Sumner mistakes an explicit target for a rule-based system.  Rules must define the actions and calculations, not just the goal.

Aelreth
Joined
Sep '10
Aelreth

Price stability? In capitalism or a free market, prices are naturally pushed down by technological advances and start up businesses finding better ways to deliver services to consumers. This "market" that we have is not free.

The only prices I see falling are in businesses that don't have easy access to credit.

This is pure inflation with a central bank that has not demonstrated an ability to contract it's money supply in over a score of years.

Get rid of the mandate of price stability, let prices work, and the invisible hand will take care of the rest.

James Pethokoukis

The pro-market aspects of NGDP targeting, via the Market Monetarist blog:

-- NGDP targeting is ”neutral” – hence unlike under for example inflation targeting NGDPLT do not distort relative prices – monetary policy “ignores” supply shocks.
--  Level targeting minimizes the amount of discretion and maximises the amount of accountability in the conduct of monetary policy. Central banks cannot get away with “forgetting” about past mistakes. Under NGDP level targeting there is no letting bygones-be-bygones.
-- A futures based NGDP targeting regime will effective remove all discretion in monetary policy.
-- NGDP targeting is likely to make the central bank “smaller” than under the present regime(s). As NGDP targeting is likely to mean that the markets will do a lot of the lifting in terms of implementing monetary policy the money base would likely need to be expanded much less in the event of a negative shock to money velocity than is the case under the present regimes in for example the US or the euro zone. Under NGDP targeting nobody would be calling for QE3 in the US at the moment – because it would not be necessary as the markets would have fixed the problem

John Hanson
Joined
Jun '12
John Hanson

I listened to the podcast a couple of days ago, and realized I do not know enough about macro-economics and monetary flows to be able to predict how such an NGDP targeting system might work, but I am a qualified system engineer who has architected control systems in detail and modeled such systems seeing in practice how they fail. 
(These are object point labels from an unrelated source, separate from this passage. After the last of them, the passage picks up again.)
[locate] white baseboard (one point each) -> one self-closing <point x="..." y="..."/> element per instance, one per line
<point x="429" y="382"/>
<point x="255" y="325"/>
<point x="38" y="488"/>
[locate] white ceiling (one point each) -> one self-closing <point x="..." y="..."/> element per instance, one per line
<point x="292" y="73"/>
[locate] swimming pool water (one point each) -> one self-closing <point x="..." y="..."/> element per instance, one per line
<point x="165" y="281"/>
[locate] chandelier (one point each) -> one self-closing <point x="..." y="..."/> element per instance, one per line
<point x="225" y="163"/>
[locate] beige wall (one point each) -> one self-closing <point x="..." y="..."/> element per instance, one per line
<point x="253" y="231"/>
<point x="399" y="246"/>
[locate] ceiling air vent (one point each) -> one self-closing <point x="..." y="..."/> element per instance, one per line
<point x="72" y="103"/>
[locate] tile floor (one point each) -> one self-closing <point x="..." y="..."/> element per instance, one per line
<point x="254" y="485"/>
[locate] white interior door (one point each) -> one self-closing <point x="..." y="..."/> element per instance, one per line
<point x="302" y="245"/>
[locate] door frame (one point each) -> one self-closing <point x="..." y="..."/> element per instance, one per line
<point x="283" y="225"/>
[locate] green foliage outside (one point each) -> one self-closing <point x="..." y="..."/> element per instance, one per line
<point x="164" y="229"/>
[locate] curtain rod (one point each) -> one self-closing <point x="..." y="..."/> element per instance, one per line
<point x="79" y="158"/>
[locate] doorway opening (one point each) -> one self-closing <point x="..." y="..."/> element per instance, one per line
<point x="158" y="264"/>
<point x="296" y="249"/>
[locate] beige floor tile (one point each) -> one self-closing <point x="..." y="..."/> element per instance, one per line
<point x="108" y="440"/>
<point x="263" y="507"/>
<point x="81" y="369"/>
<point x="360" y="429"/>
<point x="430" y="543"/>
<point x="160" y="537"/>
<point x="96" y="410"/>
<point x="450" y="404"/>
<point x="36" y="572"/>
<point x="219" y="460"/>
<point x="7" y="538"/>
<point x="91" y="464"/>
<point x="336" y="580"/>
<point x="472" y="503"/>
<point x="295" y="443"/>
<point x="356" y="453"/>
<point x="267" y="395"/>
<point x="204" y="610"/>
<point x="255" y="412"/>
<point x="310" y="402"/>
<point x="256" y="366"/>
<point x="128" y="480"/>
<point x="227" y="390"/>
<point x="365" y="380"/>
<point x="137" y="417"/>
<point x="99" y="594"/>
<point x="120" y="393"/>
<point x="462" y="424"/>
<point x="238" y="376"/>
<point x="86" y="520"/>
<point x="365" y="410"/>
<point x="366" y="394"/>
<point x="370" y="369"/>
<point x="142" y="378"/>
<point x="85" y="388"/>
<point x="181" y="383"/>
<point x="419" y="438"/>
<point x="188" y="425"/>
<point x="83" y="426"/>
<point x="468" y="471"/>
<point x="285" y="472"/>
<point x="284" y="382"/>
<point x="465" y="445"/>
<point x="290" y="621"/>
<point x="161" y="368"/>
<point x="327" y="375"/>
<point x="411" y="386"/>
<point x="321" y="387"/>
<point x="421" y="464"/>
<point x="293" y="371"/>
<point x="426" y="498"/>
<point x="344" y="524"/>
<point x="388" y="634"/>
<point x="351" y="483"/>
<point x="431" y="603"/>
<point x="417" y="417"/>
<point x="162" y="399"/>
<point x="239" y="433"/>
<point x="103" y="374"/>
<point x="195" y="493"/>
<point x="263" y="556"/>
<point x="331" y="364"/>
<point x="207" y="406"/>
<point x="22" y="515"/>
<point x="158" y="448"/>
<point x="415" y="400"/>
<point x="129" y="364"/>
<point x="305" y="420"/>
My concern here is that the inherent delays in collecting and analyzing economic flows with the required accuray inherently involves delays measured in months, I have great concerns that any rules based process, will under reasonably possible conditions become unstable, and lead to oscillatory or exponential behavior causing economic collapse.  I am not sure it is possible for an organization such as the Fed to always make the right decisions, in highly politicaly charged atmosphere and somehow change the control settings at the right instant to maintain the target.

One needs a lot more information before entrusting the US economy to the central bank.    I think the old invisible hand of the market is not perfect, but likely better than any method tried by falible humans.

Geoffrey Leach
Joined
Aug '10
Geoffrey Leach

BlueAnt: The first objection to NGDP targeting is the general point that top-down economic planning is doomed to failure.  Mises, Hayek, Friedman, Rothbard, take your pick; the arguments have been around, unrefuted, for decades. · Aug 9 at 7:49am

I suggest that these authors are beyond the intellectual capabilities of Prof. Sumner. Let him begin with "Economics In One Lesson." After he's mastered that he can go on to the mysteries of NGDP if he's so inclined.

Geoffrey Leach
Joined
Aug '10
Geoffrey Leach

James Pethokoukis: The pro-market aspects of NGDP targeting ...:· Aug 10 at 8:53am

I suggest that there are no pro-market aspects of NGDP targeting. Any policy that calls for the manipulation of the market by a government entity is fundamentally anti-market and anti-freedom.

Geoffrey Leach
Joined
Aug '10
Geoffrey Leach

John Hanson: I think the old invisible hand of the market is not perfect, but likely better than any method tried by falible humans. · 13 hours ago

Two thumbs up! The history of government intervention in the market is one of abject failure.